Humble, humble, humble: I know that I have the same brain, the same muscled heart, as a Jesus or a Ghandi, and I am not such a one. I’m not such a one even as my neighbor, who seems to have a reserve of patience wider than the Mojave desert in her small, sixty eight year old frame. She tends to her roses. She tends to her mother, who is ninety four, blind, nearly deaf, losing her memories. Her mother has demanded to be moved to a different nursing home. Her mother demands a lot of things. The roses are gorgeous, fleshier and more full in the branch, the leaf, the stalk, than anything else I’ve seen in town. She hands one to me. She brings others to her mother.
She admits that she struggled with her impatience. But out of some silent, private, hourly attending to change, her impatience is a thing no one else sees, no one would really believe is there. She beams when she speaks of her mom. She moves lightly as she shuffles the bills and doctor’s records that come under her care. It isn’t that she’s stoic: she is joyful.
“Well,” she said one day, “I got sick of being impatient with her, with waiting for her to make up her mind about everything from puddings to where she was going to live. And I started to wonder just who the heck I was. Here is this poor woman, suffering, and all I could think about was getting out of her room and back home. To where I had all sorts of my own unmade up mind things, but I at least had the ability to control more of my life”. Somehow, she was able to see her habitual reactions and to let go. At least, to not indulge them.
I’ve met a man, paralyzed from the neck down since a teen. He is paralyzed: there is no nervous connection into his limbs. But this man has made himself a yoga teacher. By some process – that same process of hourly attending – he has found a way to move his body into various poses. Impossible. Stunning. True.
And I think of the Benedictines and Buddhists I know, the ones who have taken full vows of celibacy, selflessness, devotion. At first, those vows appeared to me freakish, frightening, extreme. But it has been those very people who demonstrate the full power of attending, of love, and of sensuality. It is easy to dismiss such people as abnormal and possibly mentally ill. To believe they must not have the same reasons to anger, or jealousy, or impatience that the rest of us do. But with time spent with them, it becomes clear that they know anger, and pride, and lust just as much as I do. But they have cultivated defects or failings into stunning qualities of compassion, dedication, honest to god difference in the world. They reached a point of willingness to be different, and humbled themselves enough to be changed.

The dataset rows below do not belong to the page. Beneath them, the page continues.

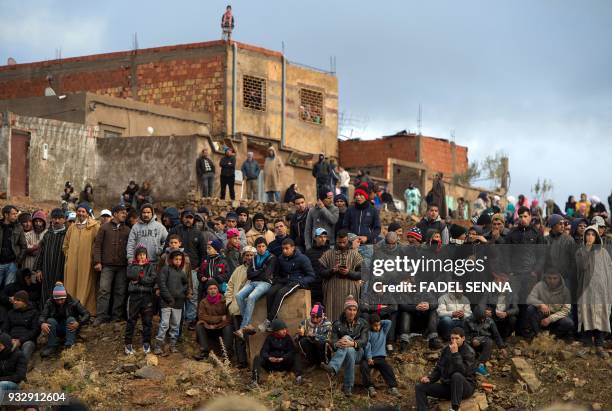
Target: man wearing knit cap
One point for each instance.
(62, 316)
(49, 265)
(348, 338)
(458, 234)
(561, 249)
(14, 365)
(13, 244)
(22, 324)
(231, 221)
(79, 276)
(244, 222)
(323, 215)
(362, 218)
(259, 229)
(250, 172)
(313, 334)
(149, 232)
(34, 237)
(414, 236)
(277, 354)
(432, 220)
(110, 260)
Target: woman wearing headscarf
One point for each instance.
(594, 290)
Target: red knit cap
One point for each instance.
(361, 191)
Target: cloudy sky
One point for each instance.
(530, 78)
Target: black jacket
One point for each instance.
(9, 290)
(71, 308)
(201, 166)
(276, 245)
(142, 278)
(358, 331)
(22, 324)
(528, 257)
(363, 220)
(228, 166)
(13, 365)
(277, 347)
(463, 362)
(193, 242)
(19, 245)
(297, 227)
(173, 287)
(266, 270)
(294, 269)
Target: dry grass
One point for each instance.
(546, 343)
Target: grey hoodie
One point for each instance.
(152, 235)
(324, 218)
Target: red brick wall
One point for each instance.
(436, 153)
(182, 79)
(355, 154)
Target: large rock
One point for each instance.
(526, 373)
(477, 402)
(150, 373)
(295, 308)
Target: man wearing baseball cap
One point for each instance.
(62, 316)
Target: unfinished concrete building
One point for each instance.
(247, 97)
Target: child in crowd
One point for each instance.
(142, 278)
(376, 354)
(214, 267)
(174, 289)
(480, 331)
(277, 354)
(313, 335)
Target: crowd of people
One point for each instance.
(204, 273)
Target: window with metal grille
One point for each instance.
(254, 93)
(311, 106)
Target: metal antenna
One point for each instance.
(420, 119)
(135, 42)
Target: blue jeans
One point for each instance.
(346, 358)
(60, 329)
(7, 274)
(248, 296)
(191, 305)
(273, 196)
(446, 324)
(169, 323)
(7, 386)
(367, 252)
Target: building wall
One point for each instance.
(300, 135)
(168, 163)
(186, 76)
(195, 77)
(436, 154)
(353, 152)
(71, 155)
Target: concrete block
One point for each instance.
(295, 308)
(477, 402)
(526, 373)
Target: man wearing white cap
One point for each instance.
(105, 217)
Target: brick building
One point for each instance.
(254, 97)
(404, 158)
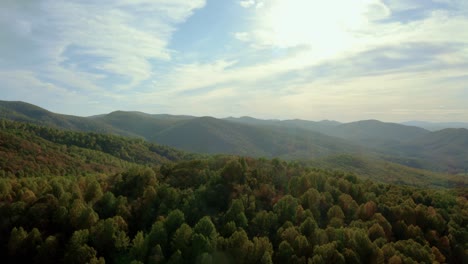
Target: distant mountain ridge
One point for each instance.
(434, 126)
(442, 151)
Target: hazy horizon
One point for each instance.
(389, 60)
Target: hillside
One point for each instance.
(24, 112)
(376, 133)
(435, 126)
(27, 149)
(228, 210)
(288, 139)
(443, 150)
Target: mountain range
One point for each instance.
(443, 151)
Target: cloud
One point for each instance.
(247, 4)
(121, 36)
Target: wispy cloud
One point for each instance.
(119, 37)
(386, 59)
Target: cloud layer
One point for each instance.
(390, 60)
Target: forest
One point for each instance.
(108, 199)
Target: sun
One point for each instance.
(328, 27)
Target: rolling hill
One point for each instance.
(443, 151)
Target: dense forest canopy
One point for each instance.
(150, 204)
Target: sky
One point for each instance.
(391, 60)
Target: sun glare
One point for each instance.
(328, 27)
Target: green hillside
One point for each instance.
(440, 151)
(27, 149)
(228, 210)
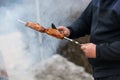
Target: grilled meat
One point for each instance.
(50, 31)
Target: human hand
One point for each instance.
(89, 49)
(63, 30)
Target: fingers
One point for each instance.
(63, 30)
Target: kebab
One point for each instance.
(52, 31)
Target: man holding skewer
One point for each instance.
(100, 20)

Why should I say that? Because they first became aware, full well aware, of what they were doing and how it harmed them, harmed others. And they then asked it to be removed, knowing they couldn’t budge it, they were powerless, it ran too deep, they needed help. “I can’t wish away my sexuality,” said a Sister. Humility, step seven, is taking the simple, humbling actions that allow for change. Biting the tongue. Groaning inwardly, rather than outwardly. Rerouting desire into patience. Being able to sit with anxiety, rather than eat. Asking for help. Knowing that great works, of life or of art, do not burst from the head like Athena, full grown and brazen; there are thousands of hours of trash, of mistakes, of deletions, of frustrations. Humility is the willingness to log thousands of small efforts in reverence for the whole.
We cannot control ourselves, our minds, our fortunes, our bodies. Influence, yes. Shape, certainly. But the hardware is universal. Again, and again, and again, my irritation with others crops up. My longing for different things. Not necessarily high and lofty and philosophical things, either. Reading some yogic meditation psychological something or other that aimed to explain what, exactly, meditation does, I was impressed with the scientific medical opinion that the urges around sex, food, sleep, and esteem are the toughest there be. Sex. Food. Sleep. And Esteem.